Hackers used AI to attack Google's Gemini.

According to BGR , a new research report has just revealed an alarming technique called 'Fun-Tuning,' which uses AI (artificial intelligence) to automatically generate highly effective prompt injection attacks targeting other advanced AI models, including Google's Gemini.

This method makes 'hacking' AI faster, cheaper, and easier than ever before, marking a new escalation in the cybersecurity battle involving AI.

The danger of malicious actors using AI to break AI.

Prompt injection is a technique where malicious actors stealthily insert harmful instructions into the input data of an AI model (e.g., through comments in source code, hidden text on the web). The goal is to 'trick' the AI, forcing it to ignore pre-programmed safety rules, leading to serious consequences such as leaking sensitive data, providing misinformation, or performing other dangerous actions.

Hacker đang dùng chính AI để tấn công Gemini của Google - Ảnh 1. — Hackers are using AI to attack AI.
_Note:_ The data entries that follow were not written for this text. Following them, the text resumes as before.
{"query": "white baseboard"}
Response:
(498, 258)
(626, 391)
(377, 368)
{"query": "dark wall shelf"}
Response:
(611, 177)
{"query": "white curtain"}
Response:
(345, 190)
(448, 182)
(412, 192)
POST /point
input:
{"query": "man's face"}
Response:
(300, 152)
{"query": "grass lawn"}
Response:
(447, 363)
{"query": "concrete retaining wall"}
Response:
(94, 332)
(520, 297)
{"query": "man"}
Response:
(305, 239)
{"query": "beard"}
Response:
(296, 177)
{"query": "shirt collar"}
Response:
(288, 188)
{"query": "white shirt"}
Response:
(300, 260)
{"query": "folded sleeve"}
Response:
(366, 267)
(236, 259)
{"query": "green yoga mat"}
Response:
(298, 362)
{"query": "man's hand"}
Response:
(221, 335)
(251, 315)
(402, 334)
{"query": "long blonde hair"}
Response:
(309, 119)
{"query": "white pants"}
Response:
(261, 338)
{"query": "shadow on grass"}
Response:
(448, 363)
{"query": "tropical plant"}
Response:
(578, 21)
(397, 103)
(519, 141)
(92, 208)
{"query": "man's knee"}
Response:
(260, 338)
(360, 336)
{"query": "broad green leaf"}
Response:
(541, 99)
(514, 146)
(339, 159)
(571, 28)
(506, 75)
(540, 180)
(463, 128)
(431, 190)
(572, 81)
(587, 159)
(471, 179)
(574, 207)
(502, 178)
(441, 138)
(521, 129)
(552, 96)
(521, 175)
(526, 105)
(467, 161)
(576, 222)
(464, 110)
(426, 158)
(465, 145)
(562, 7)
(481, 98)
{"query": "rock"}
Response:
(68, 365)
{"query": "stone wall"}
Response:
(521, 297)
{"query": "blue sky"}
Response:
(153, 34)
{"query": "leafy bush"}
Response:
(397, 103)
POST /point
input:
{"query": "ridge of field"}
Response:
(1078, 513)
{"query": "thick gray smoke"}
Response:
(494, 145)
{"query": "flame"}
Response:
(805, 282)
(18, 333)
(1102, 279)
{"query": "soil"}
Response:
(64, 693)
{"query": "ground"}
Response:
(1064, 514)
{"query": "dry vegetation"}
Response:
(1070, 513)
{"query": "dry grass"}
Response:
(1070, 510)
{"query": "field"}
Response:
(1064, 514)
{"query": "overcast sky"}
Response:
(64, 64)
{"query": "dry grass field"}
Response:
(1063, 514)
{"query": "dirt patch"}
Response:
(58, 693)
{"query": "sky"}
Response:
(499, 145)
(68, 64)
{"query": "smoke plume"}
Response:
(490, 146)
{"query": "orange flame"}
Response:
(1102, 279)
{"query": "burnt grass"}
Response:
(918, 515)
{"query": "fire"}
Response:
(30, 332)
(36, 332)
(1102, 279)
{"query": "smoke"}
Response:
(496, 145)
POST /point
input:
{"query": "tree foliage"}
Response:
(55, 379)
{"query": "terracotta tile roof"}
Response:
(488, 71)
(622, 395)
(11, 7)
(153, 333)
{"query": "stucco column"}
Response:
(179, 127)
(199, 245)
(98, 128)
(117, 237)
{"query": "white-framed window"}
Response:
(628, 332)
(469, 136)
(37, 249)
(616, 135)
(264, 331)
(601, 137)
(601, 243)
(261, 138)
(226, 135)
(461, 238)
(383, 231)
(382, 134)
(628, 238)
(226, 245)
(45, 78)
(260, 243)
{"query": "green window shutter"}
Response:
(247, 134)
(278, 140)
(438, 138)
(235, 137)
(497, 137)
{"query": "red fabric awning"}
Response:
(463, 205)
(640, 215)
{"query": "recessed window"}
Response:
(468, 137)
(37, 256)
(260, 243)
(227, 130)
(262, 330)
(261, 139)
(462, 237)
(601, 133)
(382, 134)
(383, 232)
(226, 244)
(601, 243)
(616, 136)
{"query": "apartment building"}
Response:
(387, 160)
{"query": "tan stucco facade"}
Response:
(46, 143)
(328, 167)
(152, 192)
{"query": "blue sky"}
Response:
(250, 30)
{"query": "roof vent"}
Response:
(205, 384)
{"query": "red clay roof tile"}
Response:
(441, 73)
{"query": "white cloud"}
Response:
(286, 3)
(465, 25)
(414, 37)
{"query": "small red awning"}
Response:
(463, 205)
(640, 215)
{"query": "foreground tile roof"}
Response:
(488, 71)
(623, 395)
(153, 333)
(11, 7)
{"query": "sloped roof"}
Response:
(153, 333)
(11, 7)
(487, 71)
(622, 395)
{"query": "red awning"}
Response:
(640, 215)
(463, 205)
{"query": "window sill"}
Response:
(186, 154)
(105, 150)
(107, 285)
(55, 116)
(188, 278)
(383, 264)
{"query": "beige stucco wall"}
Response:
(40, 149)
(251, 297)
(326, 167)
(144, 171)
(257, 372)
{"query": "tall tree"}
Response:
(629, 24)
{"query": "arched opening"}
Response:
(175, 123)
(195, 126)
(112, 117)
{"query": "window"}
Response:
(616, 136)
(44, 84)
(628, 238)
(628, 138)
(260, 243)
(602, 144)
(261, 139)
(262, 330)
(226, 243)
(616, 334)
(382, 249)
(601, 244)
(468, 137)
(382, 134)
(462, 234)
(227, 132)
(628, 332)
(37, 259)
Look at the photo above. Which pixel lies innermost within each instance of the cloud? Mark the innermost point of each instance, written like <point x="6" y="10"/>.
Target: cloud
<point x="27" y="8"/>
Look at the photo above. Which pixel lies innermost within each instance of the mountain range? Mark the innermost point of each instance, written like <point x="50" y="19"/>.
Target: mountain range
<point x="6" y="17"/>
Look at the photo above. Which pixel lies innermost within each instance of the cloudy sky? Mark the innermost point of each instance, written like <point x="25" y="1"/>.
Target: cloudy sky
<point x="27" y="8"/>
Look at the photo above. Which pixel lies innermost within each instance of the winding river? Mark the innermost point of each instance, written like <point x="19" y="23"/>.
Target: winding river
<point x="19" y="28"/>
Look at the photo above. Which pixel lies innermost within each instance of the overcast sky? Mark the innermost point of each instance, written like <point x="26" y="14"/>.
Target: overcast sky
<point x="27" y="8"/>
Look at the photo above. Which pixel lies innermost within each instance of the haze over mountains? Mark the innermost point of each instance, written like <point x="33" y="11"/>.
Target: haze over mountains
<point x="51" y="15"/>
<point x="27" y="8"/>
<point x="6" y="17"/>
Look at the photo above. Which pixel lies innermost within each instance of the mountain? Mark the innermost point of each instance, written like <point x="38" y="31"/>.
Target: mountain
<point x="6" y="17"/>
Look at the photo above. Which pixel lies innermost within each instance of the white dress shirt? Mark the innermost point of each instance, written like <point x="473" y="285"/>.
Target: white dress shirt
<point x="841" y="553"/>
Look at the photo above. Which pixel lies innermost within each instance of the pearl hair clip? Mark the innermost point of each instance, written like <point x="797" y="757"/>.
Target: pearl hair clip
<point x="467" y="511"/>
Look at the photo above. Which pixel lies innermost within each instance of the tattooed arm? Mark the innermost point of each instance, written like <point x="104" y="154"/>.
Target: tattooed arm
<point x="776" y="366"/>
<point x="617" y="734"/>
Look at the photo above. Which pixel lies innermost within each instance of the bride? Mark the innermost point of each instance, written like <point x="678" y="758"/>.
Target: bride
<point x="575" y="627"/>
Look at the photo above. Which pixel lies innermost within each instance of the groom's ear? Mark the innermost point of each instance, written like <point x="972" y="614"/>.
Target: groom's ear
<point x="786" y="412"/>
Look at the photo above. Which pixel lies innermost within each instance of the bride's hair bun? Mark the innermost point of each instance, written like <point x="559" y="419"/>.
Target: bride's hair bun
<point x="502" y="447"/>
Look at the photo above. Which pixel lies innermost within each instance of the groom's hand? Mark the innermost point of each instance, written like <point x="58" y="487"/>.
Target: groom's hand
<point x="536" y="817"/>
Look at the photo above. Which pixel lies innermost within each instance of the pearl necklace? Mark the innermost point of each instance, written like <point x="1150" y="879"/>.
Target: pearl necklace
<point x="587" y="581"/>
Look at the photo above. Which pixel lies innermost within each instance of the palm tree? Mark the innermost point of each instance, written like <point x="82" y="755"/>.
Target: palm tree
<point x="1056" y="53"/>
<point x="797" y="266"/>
Previously, successfully executing these attacks, especially on 'closed' models like Gemini or GPT-4, often required a great deal of complex and time-consuming manual testing.

But Fun-Tuning completely changed the landscape. Developed by a team of researchers from multiple universities, this method cleverly exploits the refined application programming interface (API) that Google provides free of charge to Gemini users.

By analyzing the subtle responses of the Gemini model during the tuning process (for example, how it responds to errors in the data), Fun-Tuning can automatically identify the most effective 'prefixes' and 'suffixes' to mask a malicious statement. This significantly increases the likelihood that the AI will comply with the attacker's malicious intent.

Test results show that Fun-Tuning achieved a success rate of up to 82% on some versions of Gemini, a figure far superior to the less than 30% achieved by traditional attack methods.

What adds to the danger of Fun-Tuning is its extremely low execution cost. Because Google's tuning API is provided free of charge, the computational cost to create an effective attack can be as low as $10. Furthermore, researchers have found that an attack designed for one version of Gemini can easily be successfully applied to other versions, opening up the risk of widespread attacks.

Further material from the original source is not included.